USG explores ways to encourage voting at session

Don’t vote and no one will listen. Vote and your voice will be heard. These were the slogans on a button worn by Nicole Messmore, an Undergraduate Student Government Senator and co-organizer of yesterday’s University Experience/What do you care about? Week brown bag lunch.

Messmore, USG Senator Maria Khoury and Bowling Green Experience representative Janna Carpenter organized the event. Representatives of USG, the College Democrats, the College Republicans and the Bowling Green Experience discussed ideas and the best ways to get students involved in politics.

“It was really neat to have the brainstorming of a lot of different ideas, Messmore said. “Even though the turnout was small, we had good conversation.”
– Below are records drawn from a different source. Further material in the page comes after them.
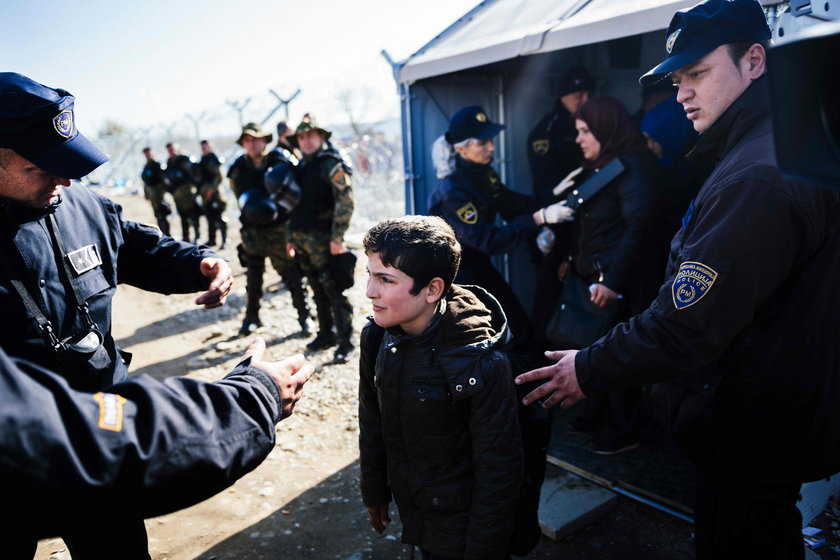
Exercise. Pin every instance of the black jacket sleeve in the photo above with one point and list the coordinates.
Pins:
(159, 446)
(372, 454)
(497, 459)
(734, 226)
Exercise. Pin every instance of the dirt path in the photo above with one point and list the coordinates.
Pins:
(303, 501)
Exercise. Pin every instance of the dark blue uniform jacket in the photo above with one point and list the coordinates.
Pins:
(131, 253)
(746, 329)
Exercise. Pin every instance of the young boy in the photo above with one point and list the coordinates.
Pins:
(437, 409)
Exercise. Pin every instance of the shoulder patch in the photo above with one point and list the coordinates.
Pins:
(468, 213)
(110, 411)
(693, 281)
(540, 147)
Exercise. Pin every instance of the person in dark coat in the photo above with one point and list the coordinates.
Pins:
(150, 446)
(744, 333)
(437, 408)
(609, 239)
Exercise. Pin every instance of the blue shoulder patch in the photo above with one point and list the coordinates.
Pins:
(693, 281)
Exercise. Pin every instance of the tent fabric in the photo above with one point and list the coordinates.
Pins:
(502, 29)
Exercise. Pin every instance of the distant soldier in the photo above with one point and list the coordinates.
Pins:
(154, 187)
(179, 179)
(316, 231)
(212, 192)
(263, 226)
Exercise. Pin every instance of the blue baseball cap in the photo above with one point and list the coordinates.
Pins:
(471, 122)
(38, 123)
(699, 30)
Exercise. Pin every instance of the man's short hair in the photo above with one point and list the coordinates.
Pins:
(423, 247)
(738, 50)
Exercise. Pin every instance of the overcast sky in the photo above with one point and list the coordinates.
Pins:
(150, 62)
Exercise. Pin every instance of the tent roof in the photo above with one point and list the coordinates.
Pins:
(497, 30)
Al Baldwin, the Democratic Chair of the Board of Elections, also attended the event.

He told the students that only about 100 people on campus voted in the last election in this district.

“Of the nearly 15,000 students on campus, that statistic is really surprising and really sad,” Carpenter said.

Participants also learned about provisional voting and its effect on political activity.

For example, if a student on campus who is registered in their home district forgot to request an absentee ballot, he or she can still vote because provisional voting allows a student to change voting districts on the day of the election.

“You won’t be voting in your home district,” Messmore said. “But at least you will still be voting.”

Messmore said that she thinks students are not aware of these opportunities.

She said events such as the brown bag lunch increases a student’s understanding of the election process.

“When we vote, the legislators will see the numbers and they respond to numbers,” she said. “If they see us more, they will be more likely to listen. Voting or lack of voting affects all of us.”